IPA/CXS questions
From: | Tristan McLeay <conlang@...> |
Date: | Thursday, December 8, 2005, 5:22 |
On Wed, 2005-12-07 at 23:04 -0500, Mark J. Reed wrote:
> On 12/7/05, Roger Mills <rfmilly@...> wrote:
> There's also "reversed epsilon" (CXS [3]) which I at least
> modify with
> circumflex (IPA hook) for the retroflexed _stressed_ vowel of
> bird, hurt et
> al. [3^]. But I'm not sure this is proper CXS. Your [r\=] gets
> the point
> across too.
>
> I thought the CXS for rhotic hook was `, not ^?

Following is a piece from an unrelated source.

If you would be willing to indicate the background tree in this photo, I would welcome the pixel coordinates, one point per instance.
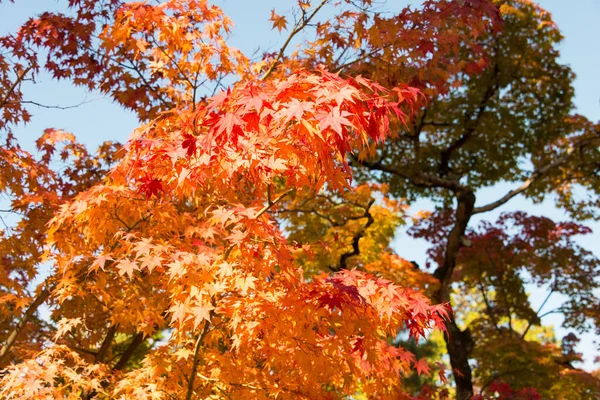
(498, 109)
(488, 102)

Yes, that's true. ` is a rhotic hook on vowels and a retroflexion
diacritic on consonants. I can't think of what ^ means though---I think
some people might use it to denote superscripts, thus t^h instead of t_h
> The unstressed final version (as in the -er suffix) would then
> be [@^]; the
> two vowels are phonetically distinct IMO.
>
> Not IMD; "bird" and "encumbered" and "burred" are a three-way perfect
> rhyme. But that way lies YAEPT.
I don't mean to take you up on the YAEPT, but I am slightly curious---is
it really a perfect rhyme, and the difference in stress doesn't get in
the way? I thought most dialects had the last syllable of "encumbered"

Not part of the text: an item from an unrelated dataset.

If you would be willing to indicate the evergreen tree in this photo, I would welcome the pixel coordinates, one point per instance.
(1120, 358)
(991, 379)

unstressed, and rhyming is usually considered to occur from the last
stressed syllable unwards---thus "encumbered" can normally only rhyme
with two-or-more syllable words.
(At this point, Roger wrote and Mark snipped:)
> > One advantage of this system is
> > that for non-rhotic dialects, you simply drop the diacritic ^.
Not quite true---most transcriptions of non-rhotic dialects mark length,
whereas American English at least is typically written without length
marked, thus /3`/ -> /3:/ and /@`/ -> /@/. Still, in the normal way of
writing RP you can always work out from the symbols whether a length
mark should follow or not. (One common way of writing Australian English
doesn't mark length used by frex. the Macquarie Dictionary; it strikes
me as pretty silly because then the only phonetic difference
between /fVs/=[fa_"s] and /fAs/=[fa_":s] is not even mentioned.)